Esquematicamente, é possível visualizar essas relações:

Quadro 1 – Quadro das relações hipertextuais.

Regime/Relação Lúdico Satírico Sério

transformação paródia travestimento transposição

imitação pastiche charge forjação

Fonte: Adaptação de Genette (2010, p. 63).

Ao avaliar a contribuição de seu estudo, Genette pondera que a hipertextualidade é um atributo universal da literariedade, “próprio da arte literária, em algum grau e segundo as leituras evoque alguma outra e, nesse sentido todas as obras são intertextuais” (GENETTE, 2010, p. 19). Entretanto, assevera que se faz necessário pontuar e catalogar os processos que margeiam as transposições. Com tal objetivo e para fim de classificação dentro de sua teoria, ele elege, para concentrar sua análise, aquelas que externem de forma mais “manifesta, maciça e explicitamente” (GENETTE, 2010, p.24) tal relação. Ao pontuar essas premissas, Genette delimita, a partir dela, seu objeto de estudo, considerando que ampliá-las

“significa buscar em qualquer obra ecos parciais, localizados e fugidios de qualquer outra, posterior ou anterior” (2010, p. 24). Isso incorreria no risco de “projetar a totalidade da literatura universal no campo da hipertextualidade” (2010, p. 24). Destaca que o escopo de ampliação desses recursos é imenso, tendo em vista que os cinco tipos de transtextualidade intercomunicam-se, possibilitando a criação de um extenso painel de associações.

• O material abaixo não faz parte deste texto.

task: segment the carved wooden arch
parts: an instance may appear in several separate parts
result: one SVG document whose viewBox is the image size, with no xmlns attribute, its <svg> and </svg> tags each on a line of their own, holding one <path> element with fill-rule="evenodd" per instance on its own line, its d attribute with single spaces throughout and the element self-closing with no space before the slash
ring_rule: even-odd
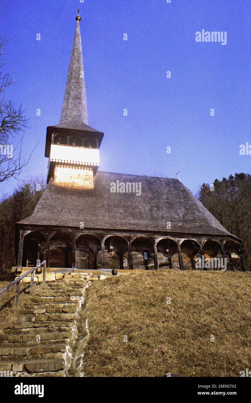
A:
<svg viewBox="0 0 251 403">
<path fill-rule="evenodd" d="M 199 245 L 199 246 L 200 247 L 200 248 L 201 248 L 201 247 L 202 246 L 202 244 L 201 243 L 200 243 L 199 242 L 199 241 L 198 241 L 197 239 L 195 239 L 193 238 L 184 238 L 184 239 L 182 239 L 182 241 L 181 241 L 181 242 L 180 241 L 180 242 L 179 242 L 179 245 L 180 245 L 181 247 L 182 243 L 183 243 L 183 242 L 185 242 L 185 241 L 191 241 L 192 242 L 196 242 L 196 243 L 198 244 L 198 245 Z"/>
<path fill-rule="evenodd" d="M 149 241 L 150 241 L 150 242 L 151 242 L 151 243 L 152 244 L 152 246 L 153 246 L 154 245 L 154 241 L 152 241 L 152 239 L 153 239 L 152 238 L 150 237 L 144 237 L 144 235 L 137 235 L 137 237 L 134 237 L 131 240 L 131 244 L 132 244 L 132 243 L 134 242 L 134 241 L 135 240 L 135 239 L 138 239 L 138 238 L 143 238 L 144 239 L 148 239 Z"/>
<path fill-rule="evenodd" d="M 219 245 L 220 246 L 220 249 L 221 250 L 221 251 L 222 254 L 224 254 L 224 249 L 223 245 L 222 245 L 220 241 L 218 241 L 217 239 L 212 239 L 212 238 L 209 238 L 208 239 L 206 239 L 204 241 L 203 241 L 203 243 L 202 243 L 202 246 L 203 246 L 203 247 L 204 247 L 205 244 L 208 241 L 210 241 L 211 242 L 216 242 L 216 243 L 218 243 L 218 245 Z"/>
<path fill-rule="evenodd" d="M 59 235 L 62 234 L 63 235 L 66 235 L 66 236 L 68 236 L 70 238 L 71 241 L 74 241 L 72 233 L 71 233 L 68 232 L 67 231 L 64 231 L 64 230 L 62 231 L 54 231 L 53 233 L 51 233 L 48 237 L 49 240 L 50 241 L 52 237 L 53 237 L 54 235 L 56 235 L 57 234 L 58 234 Z"/>
<path fill-rule="evenodd" d="M 176 244 L 177 247 L 178 247 L 178 246 L 179 246 L 179 242 L 178 242 L 177 241 L 176 241 L 174 238 L 170 238 L 170 237 L 163 237 L 162 238 L 157 238 L 155 241 L 155 245 L 158 245 L 160 241 L 162 241 L 163 239 L 168 239 L 168 240 L 170 240 L 170 241 L 173 241 Z"/>
<path fill-rule="evenodd" d="M 97 238 L 97 239 L 98 239 L 99 241 L 100 241 L 101 242 L 102 242 L 102 239 L 101 238 L 100 238 L 100 237 L 99 237 L 97 235 L 96 235 L 96 234 L 91 234 L 91 233 L 88 233 L 88 233 L 82 233 L 81 234 L 80 234 L 79 235 L 77 235 L 76 236 L 76 236 L 75 236 L 75 237 L 74 237 L 75 241 L 76 242 L 76 241 L 77 241 L 77 240 L 78 239 L 78 238 L 79 238 L 80 237 L 82 237 L 82 235 L 84 235 L 84 235 L 87 235 L 87 236 L 88 235 L 90 235 L 91 237 L 94 237 L 95 238 Z"/>
<path fill-rule="evenodd" d="M 119 238 L 122 238 L 122 239 L 124 239 L 128 243 L 129 243 L 129 241 L 128 239 L 127 239 L 124 237 L 123 237 L 122 235 L 117 235 L 117 234 L 111 234 L 111 235 L 109 234 L 108 235 L 106 235 L 105 237 L 103 238 L 102 242 L 105 242 L 106 239 L 108 239 L 108 238 L 111 238 L 111 237 L 118 237 Z"/>
</svg>

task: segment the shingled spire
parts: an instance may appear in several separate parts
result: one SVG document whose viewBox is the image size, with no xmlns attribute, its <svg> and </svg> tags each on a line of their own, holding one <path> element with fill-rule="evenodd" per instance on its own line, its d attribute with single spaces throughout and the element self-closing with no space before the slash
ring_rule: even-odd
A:
<svg viewBox="0 0 251 403">
<path fill-rule="evenodd" d="M 67 127 L 72 126 L 72 128 L 81 124 L 88 124 L 79 10 L 76 20 L 77 26 L 60 124 L 66 123 Z"/>
</svg>

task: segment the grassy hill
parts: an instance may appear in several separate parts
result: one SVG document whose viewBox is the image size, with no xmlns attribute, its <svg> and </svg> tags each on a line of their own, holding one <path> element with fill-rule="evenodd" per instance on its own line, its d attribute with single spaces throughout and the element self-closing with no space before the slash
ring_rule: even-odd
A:
<svg viewBox="0 0 251 403">
<path fill-rule="evenodd" d="M 239 376 L 251 368 L 251 280 L 250 273 L 173 270 L 95 282 L 84 375 Z"/>
</svg>

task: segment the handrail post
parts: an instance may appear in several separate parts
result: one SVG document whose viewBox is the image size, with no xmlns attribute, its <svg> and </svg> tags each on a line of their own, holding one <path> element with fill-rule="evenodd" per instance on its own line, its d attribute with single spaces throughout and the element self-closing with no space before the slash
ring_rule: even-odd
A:
<svg viewBox="0 0 251 403">
<path fill-rule="evenodd" d="M 45 284 L 45 279 L 46 277 L 46 261 L 43 265 L 43 284 Z"/>
<path fill-rule="evenodd" d="M 15 302 L 14 305 L 17 306 L 18 304 L 18 300 L 19 297 L 19 293 L 20 292 L 20 281 L 16 283 L 16 295 L 15 295 Z"/>
<path fill-rule="evenodd" d="M 31 286 L 30 287 L 30 294 L 32 295 L 33 293 L 33 288 L 34 287 L 34 276 L 35 270 L 33 270 L 31 275 Z"/>
</svg>

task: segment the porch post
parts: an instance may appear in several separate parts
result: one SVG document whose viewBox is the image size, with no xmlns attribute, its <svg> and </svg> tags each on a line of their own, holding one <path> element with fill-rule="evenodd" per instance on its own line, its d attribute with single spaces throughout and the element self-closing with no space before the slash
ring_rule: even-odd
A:
<svg viewBox="0 0 251 403">
<path fill-rule="evenodd" d="M 17 266 L 22 266 L 22 261 L 23 260 L 23 239 L 24 231 L 20 231 L 20 236 L 19 237 L 19 253 L 17 257 Z"/>
<path fill-rule="evenodd" d="M 133 264 L 132 257 L 132 243 L 130 241 L 128 242 L 128 260 L 129 261 L 129 270 L 133 270 Z"/>
<path fill-rule="evenodd" d="M 102 269 L 105 268 L 105 242 L 101 243 L 101 260 Z"/>
<path fill-rule="evenodd" d="M 72 241 L 72 268 L 76 268 L 76 240 L 74 239 Z"/>
<path fill-rule="evenodd" d="M 205 262 L 205 252 L 204 251 L 204 247 L 203 245 L 201 245 L 200 246 L 200 251 L 202 254 L 202 267 L 201 269 L 202 270 L 205 270 L 205 268 L 202 267 L 202 262 Z M 204 266 L 205 266 L 205 264 L 204 264 Z"/>
<path fill-rule="evenodd" d="M 157 252 L 157 245 L 156 243 L 154 243 L 153 246 L 153 251 L 154 253 L 154 269 L 155 270 L 158 270 L 158 253 Z"/>
<path fill-rule="evenodd" d="M 245 261 L 244 260 L 244 257 L 243 254 L 243 249 L 242 248 L 243 245 L 240 242 L 240 247 L 241 248 L 241 263 L 242 264 L 242 271 L 243 272 L 246 271 L 246 266 L 245 265 Z"/>
<path fill-rule="evenodd" d="M 178 253 L 179 255 L 179 268 L 181 270 L 184 270 L 184 264 L 183 263 L 183 258 L 181 253 L 181 248 L 179 243 L 178 245 Z"/>
<path fill-rule="evenodd" d="M 48 234 L 46 241 L 46 267 L 47 268 L 49 266 L 49 241 L 50 234 Z"/>
</svg>

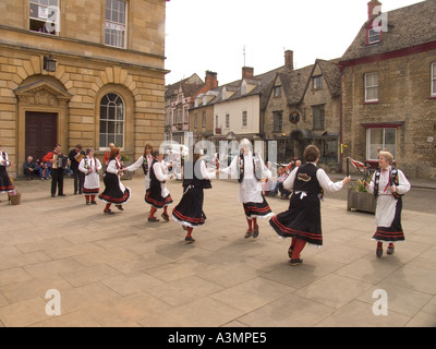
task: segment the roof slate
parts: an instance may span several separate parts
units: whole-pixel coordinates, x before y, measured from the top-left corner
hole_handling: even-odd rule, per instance
[[[387,32],[382,41],[366,45],[366,21],[354,41],[343,53],[341,61],[396,51],[422,44],[436,41],[436,0],[425,0],[409,7],[386,12]]]

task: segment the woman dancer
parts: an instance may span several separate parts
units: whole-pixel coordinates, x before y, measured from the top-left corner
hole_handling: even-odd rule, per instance
[[[0,193],[8,193],[13,191],[13,184],[9,178],[7,167],[11,166],[8,154],[2,151],[0,145]]]
[[[377,241],[376,255],[383,255],[383,242],[389,242],[387,254],[392,254],[395,243],[404,241],[401,227],[401,196],[410,190],[410,183],[401,170],[392,169],[393,156],[389,152],[378,153],[379,169],[375,171],[366,189],[377,198],[375,221],[377,229],[373,240]]]
[[[104,209],[105,214],[113,215],[110,209],[111,204],[116,204],[117,208],[124,210],[122,204],[126,203],[130,198],[130,189],[121,183],[121,176],[123,169],[120,164],[121,152],[120,148],[112,148],[109,156],[108,168],[104,176],[105,191],[98,195],[98,198],[106,202]]]
[[[101,164],[99,159],[94,157],[93,148],[86,149],[86,156],[78,164],[78,170],[85,173],[83,193],[85,194],[86,205],[97,205],[95,196],[100,191],[100,177],[98,171],[101,170]]]
[[[318,248],[323,244],[319,203],[323,190],[339,191],[351,180],[351,177],[346,177],[342,181],[334,183],[326,172],[317,167],[319,156],[319,149],[315,145],[308,145],[304,149],[307,163],[293,169],[283,183],[284,189],[293,190],[289,208],[269,220],[279,236],[292,238],[288,250],[292,266],[303,262],[300,253],[306,242]]]
[[[239,174],[239,201],[243,205],[249,224],[244,238],[253,237],[255,239],[259,233],[257,217],[268,218],[274,215],[262,194],[261,183],[263,177],[270,179],[271,172],[257,154],[253,155],[252,143],[249,140],[241,141],[240,149],[240,155],[233,158],[229,167],[220,169],[220,171],[227,174]]]
[[[219,170],[210,172],[206,164],[201,159],[199,148],[195,147],[192,160],[184,163],[183,170],[183,196],[180,203],[172,209],[172,219],[187,230],[184,241],[195,242],[192,231],[203,226],[206,215],[203,212],[204,189],[210,189],[210,179],[216,178]]]
[[[155,214],[159,208],[164,208],[164,213],[161,215],[164,220],[169,221],[170,218],[168,216],[168,205],[172,203],[172,198],[170,192],[165,185],[165,182],[168,179],[171,179],[173,174],[167,174],[167,170],[162,164],[164,154],[161,154],[159,151],[154,151],[153,157],[154,160],[149,171],[149,190],[145,193],[145,202],[152,205],[148,221],[159,221],[159,219],[155,217]]]

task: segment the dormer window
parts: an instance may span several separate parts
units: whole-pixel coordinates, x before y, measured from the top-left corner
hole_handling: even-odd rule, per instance
[[[366,45],[380,43],[382,32],[382,22],[373,21],[366,29]]]
[[[313,89],[323,88],[323,75],[314,76],[312,81],[313,81]]]
[[[226,99],[227,99],[227,89],[226,89],[226,87],[222,88],[222,92],[221,92],[221,99],[222,99],[222,100],[226,100]]]
[[[246,82],[244,80],[241,85],[241,95],[245,95],[245,94],[246,94]]]

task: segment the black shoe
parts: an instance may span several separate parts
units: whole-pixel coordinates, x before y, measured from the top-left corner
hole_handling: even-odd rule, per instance
[[[258,237],[258,226],[254,226],[253,229],[253,239],[256,239]]]
[[[300,265],[300,264],[302,264],[303,263],[303,260],[301,260],[301,258],[296,258],[296,260],[291,260],[291,261],[289,261],[289,264],[291,265],[291,266],[298,266],[298,265]]]
[[[293,246],[291,245],[291,246],[289,246],[289,249],[288,249],[288,255],[289,255],[289,257],[292,260],[292,253],[293,253]]]
[[[185,237],[185,238],[184,238],[184,241],[185,241],[186,243],[194,243],[194,242],[195,242],[195,239],[194,239],[193,237]]]
[[[166,213],[162,213],[160,217],[162,217],[165,221],[170,221],[170,217]]]

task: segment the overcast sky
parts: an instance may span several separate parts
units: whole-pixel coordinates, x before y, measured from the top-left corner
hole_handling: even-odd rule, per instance
[[[258,75],[284,64],[341,57],[367,20],[370,0],[171,0],[167,2],[166,85],[206,70],[219,85],[241,79],[241,69]],[[383,12],[422,0],[379,0]],[[245,47],[245,58],[244,58]]]

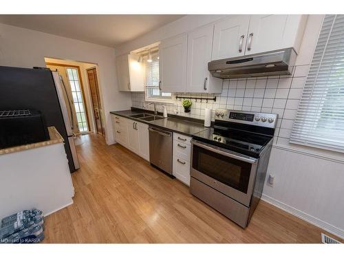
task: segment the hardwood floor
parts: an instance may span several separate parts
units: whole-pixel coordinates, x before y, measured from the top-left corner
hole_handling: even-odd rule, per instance
[[[45,218],[45,243],[321,242],[323,230],[263,201],[242,229],[120,145],[80,137],[74,203]]]

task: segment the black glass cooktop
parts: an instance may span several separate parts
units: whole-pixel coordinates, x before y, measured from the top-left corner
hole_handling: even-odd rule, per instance
[[[193,134],[193,138],[224,149],[258,158],[272,136],[236,129],[209,128]]]

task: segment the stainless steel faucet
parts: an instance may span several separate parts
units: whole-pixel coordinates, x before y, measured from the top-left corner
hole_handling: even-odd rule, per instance
[[[148,107],[149,105],[152,104],[154,105],[154,116],[156,116],[158,114],[158,112],[156,111],[156,103],[155,102],[151,102],[148,103],[146,107]]]

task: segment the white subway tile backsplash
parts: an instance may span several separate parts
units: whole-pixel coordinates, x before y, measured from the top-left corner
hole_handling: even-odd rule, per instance
[[[294,98],[294,99],[299,100],[301,98],[301,95],[302,95],[303,91],[303,89],[301,89],[301,88],[290,89],[290,90],[289,91],[288,98]]]
[[[245,97],[253,97],[255,93],[255,89],[245,89]]]
[[[244,106],[252,106],[252,102],[253,101],[253,98],[244,98]]]
[[[296,109],[286,109],[283,116],[283,118],[294,120],[297,116],[297,110]]]
[[[266,83],[266,89],[277,87],[277,84],[279,82],[279,78],[270,79],[270,77],[268,79],[268,83]]]
[[[254,96],[256,98],[263,98],[264,96],[265,89],[255,89]]]
[[[277,109],[284,109],[286,107],[286,102],[287,102],[286,99],[275,98],[273,107],[277,108]]]
[[[213,120],[215,109],[219,108],[277,114],[279,119],[274,142],[283,144],[288,143],[289,140],[308,69],[308,65],[302,65],[294,68],[294,76],[224,80],[220,94],[178,94],[186,98],[191,96],[216,96],[216,102],[210,100],[206,103],[202,100],[201,103],[200,100],[193,100],[193,104],[190,113],[184,112],[182,100],[175,100],[175,94],[173,94],[172,104],[163,105],[166,106],[170,114],[199,119],[204,119],[205,108],[213,109]],[[142,92],[131,93],[131,105],[135,107],[153,110],[152,105],[144,107],[144,94]],[[158,104],[157,107],[158,111],[162,111],[161,104]]]
[[[276,91],[276,98],[287,98],[289,89],[277,89]]]
[[[297,109],[299,107],[299,100],[291,100],[288,99],[287,100],[287,104],[286,105],[286,108],[288,109]]]
[[[293,78],[291,87],[303,89],[303,86],[305,86],[305,77]]]
[[[291,78],[281,78],[279,81],[277,87],[279,89],[289,89],[292,83]]]
[[[263,98],[253,98],[253,100],[252,102],[252,107],[261,107],[262,104],[263,104]]]
[[[276,94],[276,89],[266,89],[264,98],[274,98]]]
[[[273,98],[264,98],[263,100],[263,107],[272,107],[272,105],[274,104]]]
[[[256,85],[255,85],[255,88],[256,89],[265,89],[266,87],[266,79],[261,79],[261,78],[257,78]]]
[[[247,80],[246,82],[246,89],[255,89],[256,85],[256,79],[255,80]]]

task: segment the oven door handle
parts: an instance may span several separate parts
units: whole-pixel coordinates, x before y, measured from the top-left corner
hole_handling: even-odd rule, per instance
[[[234,153],[233,151],[228,151],[228,150],[224,150],[224,149],[219,148],[217,147],[210,146],[208,144],[198,142],[198,141],[195,140],[193,139],[191,140],[191,144],[193,144],[194,145],[199,146],[201,148],[207,149],[208,151],[223,155],[224,156],[233,158],[235,160],[241,160],[241,161],[244,161],[245,162],[248,162],[248,163],[250,163],[250,164],[255,164],[255,163],[258,162],[258,159],[257,159],[257,158],[246,156],[245,155],[240,155],[240,154],[238,154],[237,153]]]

Na obra Palimpsestos: a literatura de segunda mão, Genette atem-se a quatorze categorias de procedimentos, que estabelecem relações explícitas com seu texto de origem. No entanto, antes de subdividi-las, o teórico aponta para possibilidades mais amplas, oferendo categorias que contemplem possibilidades de aproximação e de comparação não tão exatas e determinadas. Assim, a partir dessas práticas intertextuais gerais, selecionamos duas para adotarmos em nossa análise. Tais estratégias possibilitarão a aproximação de categorias semelhantes nas CG e GSV. Entendemos que a transformação de caráter sério, denominada

transposição, como também a imitação de caráter sério chamada de forjação,

oferecem subsídios para aproximar as categorias eleitas. Dessa maneira, na categoria de forjação, enquadraremos os recursos que contemplam a estratégia narrativa empregada por SLN na obra CG, a qual denominamos, anteriormente, como “dinâmica narrativa” e cujos elementos contemplam: o texto de abertura, o narrador, a estrutura dialogal, a presença do estrangeiro, o uso da linguagem. Ademais, empregaremos a transposição como princípio para analisarmos as categorias temáticas: memória, experiência e conselho.